To illustrate the performance benefits of using Varnish High Availability, a cluster of six Amazon EC2 nodes was configured in a setup as illustrated in Figure 1 and detailed in Table 1.
The consumer node is set up with the “wrk” tool, a high-performance benchmark client that is able to generate significant load on relatively low-powered nodes. The backend used is a synthetic golang-based backend that, based on the request URL, will generate custom responses that are useful in a benchmarking context.
For this benchmark, a URL set was generated with 50,000 unique URLs. The backend requests generated by the URLs instruct the backend to start serving data after a 200ms pause. This is done to simulate a real-life backend, which performs logic on each request. Size distribution was set to between 10,000 and 50,000 bytes.
At the start of the benchmark run, the cache is cleared on all Varnish Plus nodes. The URL list is used to generate load for 90 seconds, then the list is processed from the top again for a total of three passes. This illustrates a scenario where the cache is emptied, due to a site-wide content update or other similar events, and users accessing the various content over time, with hit rates increasing as more content is inserted into the cache.
At the end of the benchmark run, the number of backend requests is tallied along with the performance counters from the wrk tool.
The benchmark set was repeated 10 times, results are shown in Tables 2 and 3 below.
Comparing the results from the benchmark runs with Varnish High Availability enabled versus the disabled runs, the backend offloading is immediately apparent. With VHA enabled, the backend requests were decreased by between 55% to 67% (an average of 63% decrease across all ten benchmark runs).

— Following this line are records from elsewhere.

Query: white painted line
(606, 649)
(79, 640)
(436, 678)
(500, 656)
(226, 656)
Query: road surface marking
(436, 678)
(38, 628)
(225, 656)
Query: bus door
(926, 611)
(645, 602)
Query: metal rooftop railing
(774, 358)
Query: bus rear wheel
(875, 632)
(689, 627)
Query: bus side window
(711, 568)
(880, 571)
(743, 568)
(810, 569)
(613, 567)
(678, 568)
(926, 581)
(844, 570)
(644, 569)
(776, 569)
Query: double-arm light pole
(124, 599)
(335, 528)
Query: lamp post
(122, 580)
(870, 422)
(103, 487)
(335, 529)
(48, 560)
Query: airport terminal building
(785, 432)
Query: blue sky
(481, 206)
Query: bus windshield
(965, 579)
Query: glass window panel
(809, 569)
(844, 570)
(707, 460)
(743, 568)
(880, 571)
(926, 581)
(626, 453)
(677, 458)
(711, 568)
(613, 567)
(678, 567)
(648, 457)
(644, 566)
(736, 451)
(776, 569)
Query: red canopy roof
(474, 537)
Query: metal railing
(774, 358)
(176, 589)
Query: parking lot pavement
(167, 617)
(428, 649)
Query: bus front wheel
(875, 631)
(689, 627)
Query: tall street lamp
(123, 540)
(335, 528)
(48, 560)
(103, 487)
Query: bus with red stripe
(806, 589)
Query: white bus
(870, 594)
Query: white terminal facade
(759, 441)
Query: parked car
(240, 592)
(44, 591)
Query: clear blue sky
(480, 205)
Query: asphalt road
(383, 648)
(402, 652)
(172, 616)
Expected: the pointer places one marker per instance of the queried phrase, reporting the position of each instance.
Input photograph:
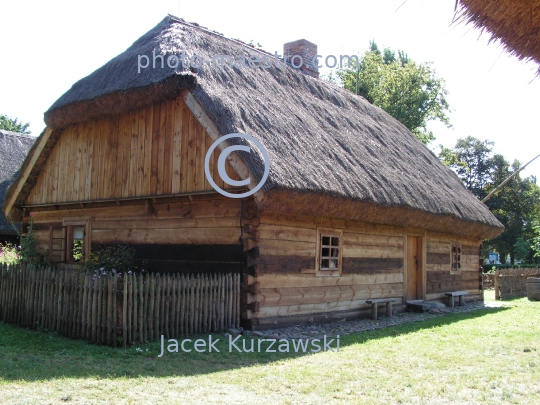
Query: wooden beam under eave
(27, 171)
(210, 127)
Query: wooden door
(414, 268)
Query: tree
(522, 249)
(472, 161)
(407, 90)
(516, 205)
(10, 124)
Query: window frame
(455, 257)
(332, 233)
(70, 224)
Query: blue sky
(47, 46)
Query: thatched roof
(516, 23)
(332, 152)
(13, 150)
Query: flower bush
(9, 253)
(118, 258)
(29, 252)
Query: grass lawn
(487, 356)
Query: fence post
(496, 281)
(125, 280)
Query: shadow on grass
(31, 355)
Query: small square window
(329, 252)
(456, 257)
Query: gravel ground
(345, 327)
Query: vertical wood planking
(168, 152)
(177, 146)
(141, 145)
(133, 154)
(156, 136)
(148, 145)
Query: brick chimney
(299, 55)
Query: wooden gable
(152, 151)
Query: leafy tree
(472, 161)
(516, 205)
(407, 90)
(535, 247)
(522, 249)
(10, 124)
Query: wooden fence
(513, 282)
(118, 309)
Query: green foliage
(472, 161)
(30, 252)
(407, 90)
(521, 249)
(118, 258)
(516, 205)
(535, 246)
(9, 254)
(12, 124)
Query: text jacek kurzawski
(238, 345)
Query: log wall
(157, 150)
(287, 288)
(202, 235)
(284, 288)
(440, 279)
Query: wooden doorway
(415, 266)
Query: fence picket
(109, 308)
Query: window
(77, 239)
(329, 252)
(456, 257)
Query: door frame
(423, 245)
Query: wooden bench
(374, 303)
(460, 294)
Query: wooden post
(497, 295)
(126, 318)
(374, 311)
(389, 309)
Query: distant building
(13, 149)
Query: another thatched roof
(13, 150)
(516, 23)
(332, 153)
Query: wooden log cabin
(354, 208)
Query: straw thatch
(516, 23)
(13, 149)
(327, 146)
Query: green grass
(486, 356)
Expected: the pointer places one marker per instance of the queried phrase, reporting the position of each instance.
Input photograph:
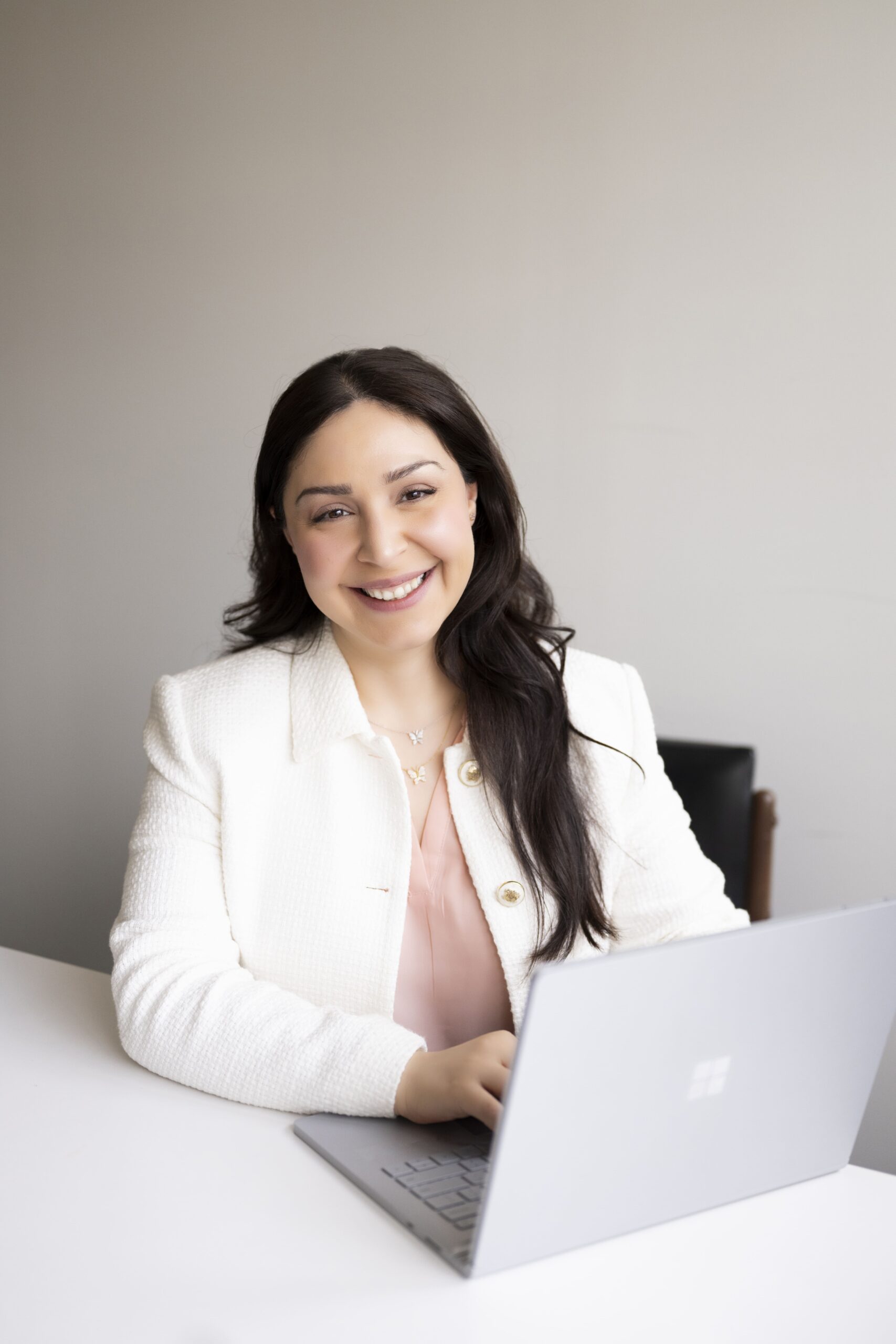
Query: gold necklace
(418, 773)
(416, 734)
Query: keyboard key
(438, 1187)
(457, 1213)
(445, 1201)
(436, 1174)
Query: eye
(414, 490)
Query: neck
(400, 687)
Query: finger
(486, 1107)
(493, 1077)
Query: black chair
(733, 822)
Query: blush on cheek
(318, 562)
(446, 534)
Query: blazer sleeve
(668, 889)
(186, 1007)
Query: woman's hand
(467, 1079)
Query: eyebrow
(387, 479)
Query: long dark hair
(498, 646)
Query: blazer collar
(324, 701)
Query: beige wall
(653, 239)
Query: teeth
(394, 594)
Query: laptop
(647, 1085)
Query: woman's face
(355, 529)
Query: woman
(366, 824)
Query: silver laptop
(648, 1085)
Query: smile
(395, 598)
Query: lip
(395, 581)
(398, 604)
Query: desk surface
(141, 1211)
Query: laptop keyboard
(450, 1183)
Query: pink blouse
(450, 983)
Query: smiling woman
(397, 791)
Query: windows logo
(710, 1077)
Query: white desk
(140, 1211)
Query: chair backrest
(715, 784)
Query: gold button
(511, 893)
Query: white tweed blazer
(257, 947)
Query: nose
(382, 539)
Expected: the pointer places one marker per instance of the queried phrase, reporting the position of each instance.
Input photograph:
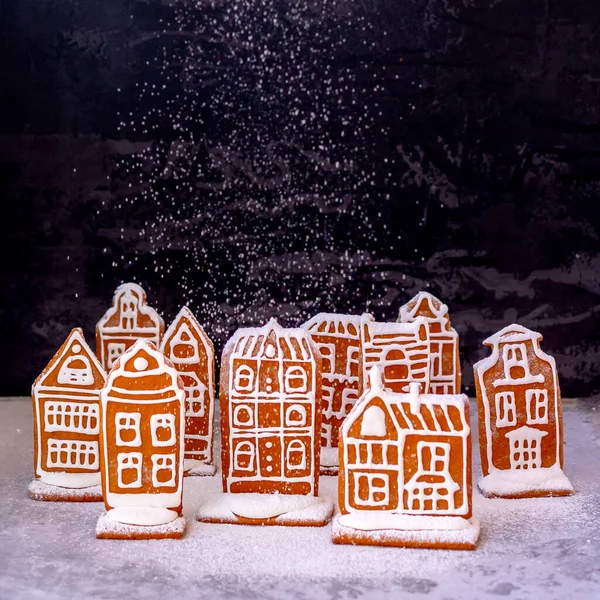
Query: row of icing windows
(129, 470)
(296, 415)
(75, 417)
(295, 380)
(244, 456)
(70, 454)
(536, 404)
(162, 429)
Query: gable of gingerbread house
(74, 366)
(130, 311)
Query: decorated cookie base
(405, 531)
(525, 483)
(38, 490)
(109, 529)
(266, 509)
(330, 461)
(196, 468)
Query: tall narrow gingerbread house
(520, 418)
(445, 373)
(66, 424)
(339, 340)
(270, 425)
(401, 349)
(187, 346)
(128, 319)
(142, 447)
(405, 470)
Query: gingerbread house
(445, 374)
(142, 446)
(401, 349)
(520, 418)
(187, 346)
(339, 340)
(270, 425)
(405, 470)
(128, 319)
(66, 424)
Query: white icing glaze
(517, 481)
(142, 515)
(376, 520)
(431, 489)
(289, 353)
(71, 480)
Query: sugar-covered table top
(546, 548)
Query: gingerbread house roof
(76, 357)
(111, 317)
(413, 411)
(334, 324)
(425, 305)
(513, 333)
(271, 341)
(179, 321)
(143, 368)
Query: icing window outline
(537, 406)
(129, 461)
(296, 380)
(166, 422)
(244, 379)
(164, 462)
(243, 457)
(128, 422)
(506, 409)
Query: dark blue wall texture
(284, 157)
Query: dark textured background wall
(281, 158)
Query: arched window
(295, 456)
(243, 458)
(76, 370)
(295, 380)
(373, 423)
(295, 415)
(244, 379)
(243, 416)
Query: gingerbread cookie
(401, 349)
(270, 424)
(520, 418)
(66, 424)
(188, 347)
(445, 374)
(339, 340)
(405, 470)
(142, 416)
(127, 320)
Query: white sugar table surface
(547, 548)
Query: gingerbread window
(296, 455)
(129, 469)
(243, 416)
(163, 470)
(244, 379)
(295, 415)
(243, 458)
(128, 429)
(295, 380)
(537, 406)
(162, 429)
(506, 410)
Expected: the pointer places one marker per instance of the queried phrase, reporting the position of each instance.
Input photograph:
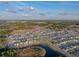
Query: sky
(39, 10)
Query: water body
(51, 53)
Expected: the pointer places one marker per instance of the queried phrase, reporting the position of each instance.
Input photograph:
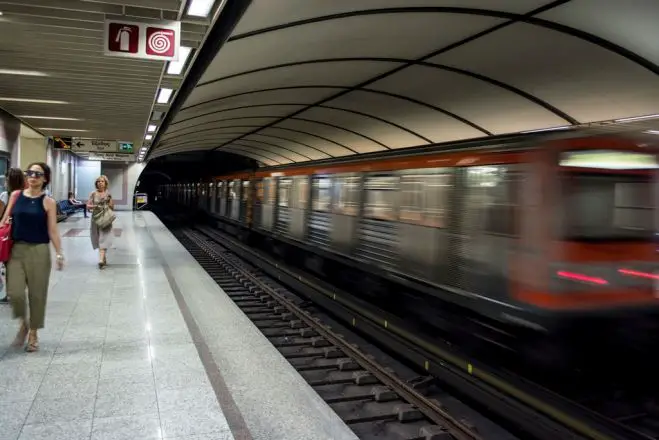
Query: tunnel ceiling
(68, 87)
(301, 80)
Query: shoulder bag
(104, 216)
(6, 241)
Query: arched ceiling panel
(288, 152)
(306, 95)
(232, 122)
(587, 81)
(290, 76)
(633, 25)
(282, 140)
(264, 14)
(357, 141)
(326, 145)
(244, 111)
(359, 35)
(384, 130)
(418, 118)
(478, 101)
(304, 80)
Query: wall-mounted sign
(113, 157)
(125, 147)
(154, 41)
(61, 143)
(96, 145)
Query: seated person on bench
(78, 204)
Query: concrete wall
(10, 129)
(123, 178)
(87, 171)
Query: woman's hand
(60, 261)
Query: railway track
(353, 383)
(371, 398)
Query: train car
(554, 237)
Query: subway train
(551, 237)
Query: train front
(599, 220)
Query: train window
(424, 197)
(232, 190)
(492, 199)
(245, 192)
(607, 206)
(380, 197)
(269, 190)
(302, 188)
(346, 189)
(285, 192)
(321, 193)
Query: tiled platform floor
(116, 359)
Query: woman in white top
(101, 238)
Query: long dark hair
(15, 180)
(46, 172)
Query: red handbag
(6, 242)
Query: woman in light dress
(101, 238)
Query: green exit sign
(126, 147)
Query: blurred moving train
(552, 235)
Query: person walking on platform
(102, 206)
(15, 180)
(33, 227)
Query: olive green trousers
(29, 266)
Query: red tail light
(583, 278)
(635, 273)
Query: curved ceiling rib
(490, 81)
(322, 80)
(274, 128)
(264, 117)
(209, 144)
(511, 17)
(355, 112)
(344, 90)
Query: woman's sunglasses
(32, 173)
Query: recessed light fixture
(200, 8)
(36, 101)
(562, 127)
(53, 118)
(176, 67)
(164, 95)
(638, 118)
(22, 72)
(59, 129)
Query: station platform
(149, 348)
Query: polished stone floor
(149, 348)
(116, 360)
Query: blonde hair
(104, 179)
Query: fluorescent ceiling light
(22, 72)
(53, 118)
(176, 67)
(36, 101)
(638, 118)
(200, 8)
(562, 127)
(164, 95)
(59, 129)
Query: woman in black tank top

The request latency decreased by between 51% to 64% (with an average of 57% decrease across all runs) as fewer requests required additional round trips to the backend. With VHA the latency is also kept a lot more consistent, with lower standard deviation in the measurements.
The transactional capacity measured in requests/second is also greatly improved when Varnish can deliver directly to the client. The average increase is between 68% and 292% (with an average increase across all runs of 184%). Looking athe amount of completed requests, using VHA we get a consistent performance of over 600k requests completed per benchmark run. Without content replication the average result is 246k requests, with a wide spread between 159-376k requests completed.
Real-Life Impact of Using VHA
Any synthetic benchmark result will always be difficult to extrapolate directly over to real-life results. However, the performance characteristics shown in these benchmarks illustrate in which ways content replication with VHA improves performance in a cache cluster.
The usage patterns of high-volume websites tend to benefit from cache replication. The hot-set of objects, be it front pages, top news stories or hot e-commerce products, is important to keep in cache, and in a multi-cache cluster, replication ensures that updates to these objects are quickly inserted into all caches, keeping hit rates across the cluster high.
This means that when using Varnish High Availability, adding more cache servers translates directly into better performance of the environment. Without content replication, adding more caches will often just move the bottleneck to the backend, as cache hit rate per server decreases, and more backend requests are performed as a result. With VHA, backend overloading is avoided. Client delivery is also improved, as higher hit rates translate into improved transactional capacity and lower request latency.